Specifically, recent results from our own group have shown that among patients who failed Velcade-based therapy, Kyprolis can substitute and lead to significant anti-myeloma effects with very good tolerability. These results should be very helpful for increasing the number of therapeutic options for myeloma patients. In addition, this drug has also been used in newly diagnosed patients in combination with Revlimid and dexamethasone, a steroid, as well as chemotherapeutic agents such as cyclophosphamide and melphalan with high response rates.

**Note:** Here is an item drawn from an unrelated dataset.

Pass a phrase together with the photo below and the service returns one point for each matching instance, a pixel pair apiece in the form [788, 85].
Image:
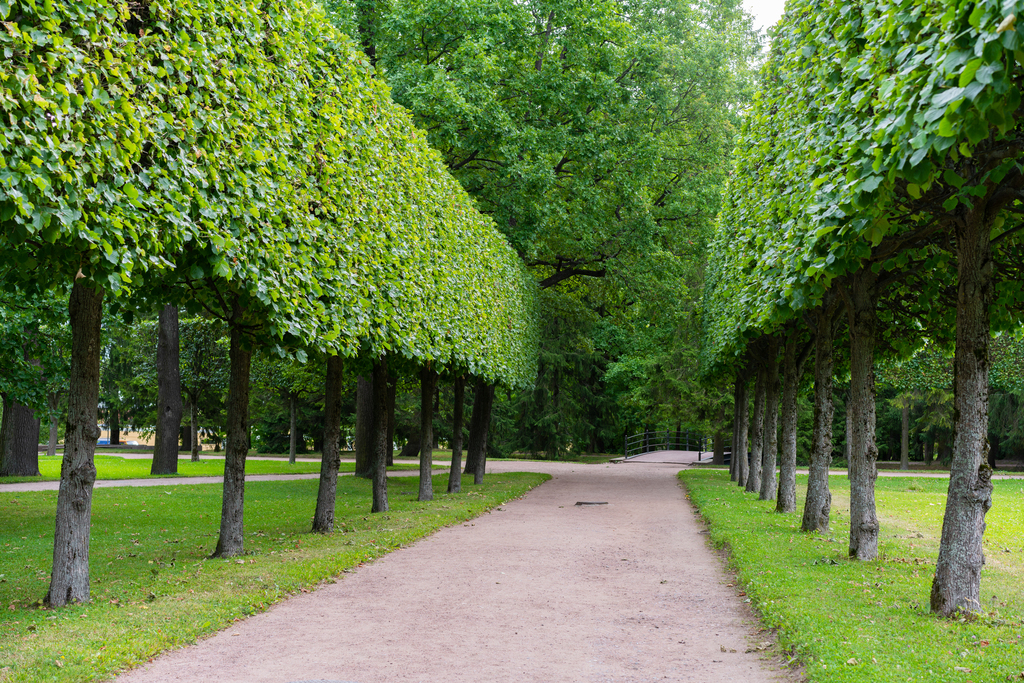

Pomalyst was recently approved by the FDA in March of this year as a single agent or combined with dexamethasone, and has also now been studied in combinations. We presented data at the recent American Society of Clinical Oncology meeting in June in Chicago showing the high-level of effectiveness of this drug when combined with pegylated liposomal doxorubicin (Doxil) and dexamethasone. Other groups are studying this drug in combination with a wide variety of different agents including Velcade as well as Kyprolis. In the laboratory, research is leading to the identification of new potential targets as well as boosting the immune system to improve outcomes for myeloma patients. These studies are in early development.

We’ve also recently identified a new myeloma marker in the blood of myeloma patients called BCMA which appears to be very promising as a new way to follow myeloma patients with a simple blood test.

Overall, the future appears brighter for myeloma patients with the development of new regimens involving already approved drugs as well as the further development of drugs that have not yet been approved for clinical use.